Por el pueblo pue­den admirarse varios bellos ejemplares de arquitectura popu­lar con casas de sillarejo rojizo, y notables esgrafiados con dibujos, decoración geométrica, leyendas y fechas sobre el revoco de las fachadas principales.

En el término de Luzaga, y señoreando desde un alto roquedal el valle del Tajuña, se ven los restos de un castillete o torreón vigía, obra medieval sin duda

El Castejón

Sabemos que son importantes los restos arqueológicos existentes en Luzaga, significativos del asentamiento de una nutrida colonia de celtíberos (pueblos lusones, o tittos), que llegaron hasta la época de la lucha contra los invasores romanos. En el cerro «Castejón» se han hallado y todavía se ven hoy señales de un castro o poblado, y cercano a él, pero en la vega, el marqués de Cerralbo encontró, y poste­riormente excavó junto con otros arqueólogos, una impor­tante necrópolis de la época más moderna de la Edad del Hierro, siglos III y II antes de Cristo en la que se excavaron más de 2.000 tumbas, y en ellas se hallaron gran cantidad de cerámicas, así como esqueletos con los brazos en cruz y el cráneo agujereado.

Este Castejón o gran acrópolis celtíbera, ha permanecido abandonado durante 2.000 años. Nadie se ocupó de cuidarlo, de conservar sus muros, sus torres, sus recintos. Tampoco nadie se entretuvo en destruirlos. Simplemente, se fueron cayendo y disolviendo, en el aire, en la lluvia, bajo el viento.
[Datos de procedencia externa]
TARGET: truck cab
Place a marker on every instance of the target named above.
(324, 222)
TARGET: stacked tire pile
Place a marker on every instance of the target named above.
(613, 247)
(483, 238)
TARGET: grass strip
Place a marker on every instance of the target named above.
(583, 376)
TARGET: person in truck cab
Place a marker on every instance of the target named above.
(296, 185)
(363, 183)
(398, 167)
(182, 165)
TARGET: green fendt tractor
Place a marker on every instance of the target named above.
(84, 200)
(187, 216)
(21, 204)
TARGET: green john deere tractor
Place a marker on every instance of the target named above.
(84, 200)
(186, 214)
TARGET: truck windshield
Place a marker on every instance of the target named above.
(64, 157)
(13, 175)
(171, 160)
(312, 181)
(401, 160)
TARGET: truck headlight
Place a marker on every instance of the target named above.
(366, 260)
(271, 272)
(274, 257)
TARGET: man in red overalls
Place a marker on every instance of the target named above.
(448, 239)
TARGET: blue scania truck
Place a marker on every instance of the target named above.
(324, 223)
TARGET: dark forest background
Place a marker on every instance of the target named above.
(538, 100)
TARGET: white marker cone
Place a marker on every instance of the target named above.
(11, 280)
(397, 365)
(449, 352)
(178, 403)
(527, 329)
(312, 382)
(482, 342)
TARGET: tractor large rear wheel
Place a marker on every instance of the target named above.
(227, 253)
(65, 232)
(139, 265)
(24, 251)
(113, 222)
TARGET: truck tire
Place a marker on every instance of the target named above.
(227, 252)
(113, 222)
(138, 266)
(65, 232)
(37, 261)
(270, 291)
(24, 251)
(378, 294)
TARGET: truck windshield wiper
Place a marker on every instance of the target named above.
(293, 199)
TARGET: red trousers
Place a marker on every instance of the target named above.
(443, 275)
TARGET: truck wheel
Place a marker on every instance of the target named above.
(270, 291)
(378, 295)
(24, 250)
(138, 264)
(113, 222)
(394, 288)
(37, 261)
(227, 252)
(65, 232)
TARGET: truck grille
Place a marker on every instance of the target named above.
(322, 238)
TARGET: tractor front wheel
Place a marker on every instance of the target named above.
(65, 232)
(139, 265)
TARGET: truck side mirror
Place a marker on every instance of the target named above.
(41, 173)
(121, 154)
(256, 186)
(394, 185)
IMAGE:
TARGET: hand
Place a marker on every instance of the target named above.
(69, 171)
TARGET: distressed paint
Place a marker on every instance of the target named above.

De sus enormes murallas, quedan hoy alineaciones o zócalos de grandes sillares, y no muchas, porque esa fue cantera durante siglos para que los vecinos extrajeran buenas piedras para construir sus corralizas y aún viviendas. Con un poco de miedo vimos cómo, sin área concreta de protección para el castro, poco a poco van creciendo las actuaciones constructivas en la ladera, aproximándose al corazón de esta vieja acrópolis.
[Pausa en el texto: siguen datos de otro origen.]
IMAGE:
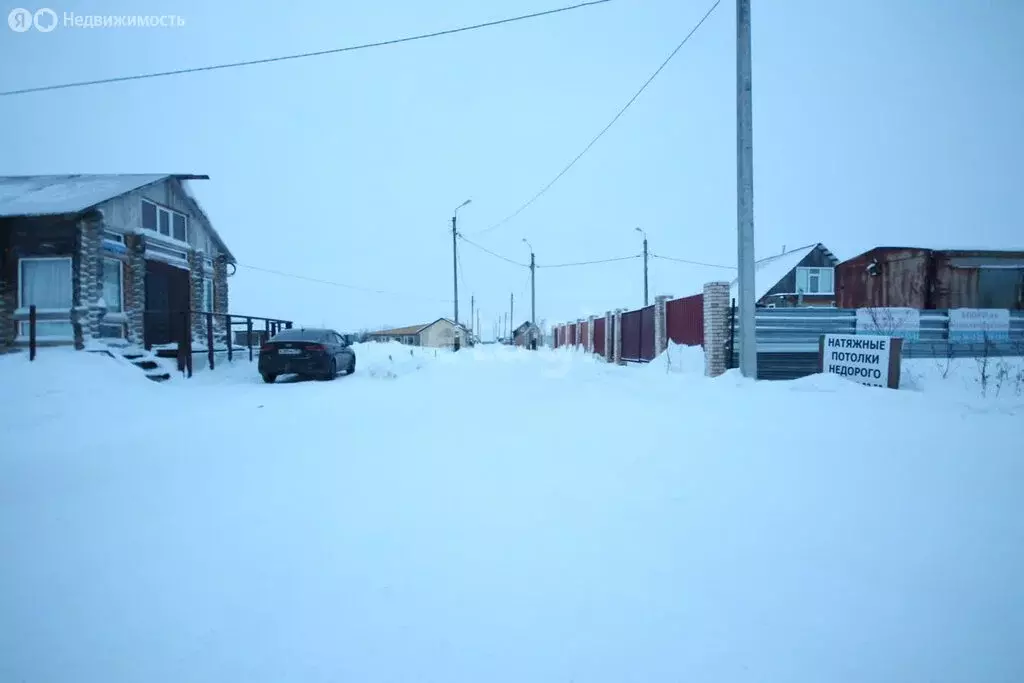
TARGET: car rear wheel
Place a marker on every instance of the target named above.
(333, 372)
Los más notables restos del Castejón celtibérico de Luzaga se sitúan al borde de los farallones rocosos que marcan el extremo del perímetro urbano por el noroeste: en esa zona, tal como se ve en la fotografía que adjunto, realizada no hace muchos días, se situaba el núcleo principal de la acrópolis o núcleo defensivo de esta vieja ciudad a la que los clásicos romanos denominaron “Lutecia”. Además se ven, adosados al lienzo norte de la muralla por el interior y a partir de su ángulo sudeste, distantes entre sí unos 100 metros, los restos de tres torres.

Los Palacios

Otro de los elementos arqueológicos que le dan valor a Luzaga actualmente, es el yacimiento de Los Palacios, este de época romana, que se ha ido excavando, parcialmente, y un poco a trompicones, durante las últimas décadas.

Bajo el subsuelo de la población actual se descubrieron hace unos 30 años lo que se manifestó ser restos de una construcción romana de cierta prestancia, posiblemente unos baños públicos o sector termal de una gran mansión privada. Dichos restos romanos, cuya extensión total se desconoce por no haberse continuado como debieran los trabajos de excavación entonces realizados, ocupan los terrenos anexos al casco urbano por el lado de la plaza en el que no existen todavía edificaciones.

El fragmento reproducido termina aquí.